When I ran into Vinson he was waiting for Sandy so they could go together to the community dinner. She was helping set up the dinner and he had agreed to oversee the grilling of two thousand steaks. As usual, Vinson was wearing mirror sunglasses, so I couldn’t tell whether he was looking at me or through me or around me, although he seemed to at least be listening to me. I asked him whether he had been back to the Fakahatchee since the judge’s decision, and he said, “Nah, nah, not since then.” I wondered if he’d seen or talked to
Laroche since Laroche had left the reservation. “Nope, haven’t seen or talked to the dude,” he said, running his finger back and forth under his chin. “He’s what got us in trouble.” Had he collected any orchids since Laroche left? “Nah, none, no way,” he said. “Before we got in trouble with Crazy White Man, the orchids are what got us into trouble in the first place.” I wanted to go to the community dinner, but it was Indians-only, and no one I appealed to for permission would budge. Vinson explained that it would bother the older people to have a white person at the dinner—that no matter how many years they’d been mixing in the non-Indian world, they still felt separate and suspicious. “White people, it’s your job to make money,” he said to me. “Indians, we have our own job. Our job is to take care of the earth. We are different from you and we always will be.”

Instead I went to watch the end of the rodeo. The first night’s rodeo had been restricted to Indians, but Saturday night was open to any kind of cowboy or cowgirl, and a lot of the roping teams were made up of one Seminole and one non-Seminole. I watched the team of Wildcat Jumper and Sean John storm around after a thick-necked bull named Jimmy Lee while the sun fell behind the palm trees. I had a long drive ahead of me and it was late, so I watched one more team try to rope a bull named Risky Business and then I walked back to my car. I passed the Seminole Casino on the way, the acres of parking lots with guard towers raised like hackles here and there, the plain gray facade of the casino building. There was not one empty parking spot in the place. It was nearly midnight, but people were still streaming in—couples in dinner clothes, a broad-backed older woman with an aluminum walker, a pair of white-blond big-breasted girls in cowboy shirts and boots, a man with thick plastic glasses and the heedful face of a night watchman. The casino wasn’t
much to look at inside, except for the painting of Chief Billie on the wall with the Seminole greeting “Sho-naa-bish” in giant script beside him.
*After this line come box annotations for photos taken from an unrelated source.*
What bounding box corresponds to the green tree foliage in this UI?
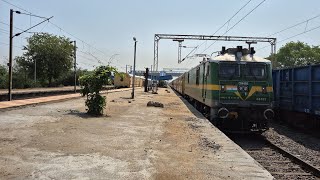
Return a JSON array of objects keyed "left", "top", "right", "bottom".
[
  {"left": 17, "top": 33, "right": 74, "bottom": 86},
  {"left": 79, "top": 66, "right": 117, "bottom": 115},
  {"left": 0, "top": 65, "right": 8, "bottom": 89},
  {"left": 269, "top": 41, "right": 320, "bottom": 67}
]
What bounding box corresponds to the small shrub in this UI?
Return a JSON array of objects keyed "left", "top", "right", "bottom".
[{"left": 79, "top": 66, "right": 117, "bottom": 115}]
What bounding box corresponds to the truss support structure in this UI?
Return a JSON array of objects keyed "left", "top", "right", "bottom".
[{"left": 153, "top": 34, "right": 277, "bottom": 71}]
Otherwise it was a big, quiet cavern with tables and tables of men playing Texas Hold-Em and 7-Card Stud beside a sign that said
POKER IS FUN AND RELAXING
. The only sound was the clicking of poker chips. It was a room filled with a million precise, intense, noiseless movements, like an operating theater during brain surgery. In another room, hundreds of people seated at long tables were playing bingo. Many of them had collections of lucky totems next to their bingo cards—rabbits’ feet, plastic elephants, statuettes of the Virgin Mary, snapshots, small plush toys, rosaries—and they were silent, too, until the man at the head of the room called out “B-twenty-three” or “O-seven,” and then there would be a murmur and a shifting, like the sound of water running out of a tub, and when someone yelled out “Bingo!” there was the sound of hands slapping down on cardboard game cards as the exasperated losers swept their chips away so they could start again. The waiters and the waitresses and the poker dealers and the bingo callers and the valet parkers and the casino cashiers were all white people, all with fluorescent-tinted skin and stiff hairdos, and all the customers were white and some had tourist tans and bloodshot eyes, and even though the twenty-fifth anniversary of the Seminole tribe’s annual powwow was being celebrated only a few yards away and the chief of the Seminole tribe was peering down on every single table of Texas Hold-Em and 7-Card Stud, you felt nothing of that world at all in here—you felt only the fever and focus of the games and the hard heat of people wanting to win.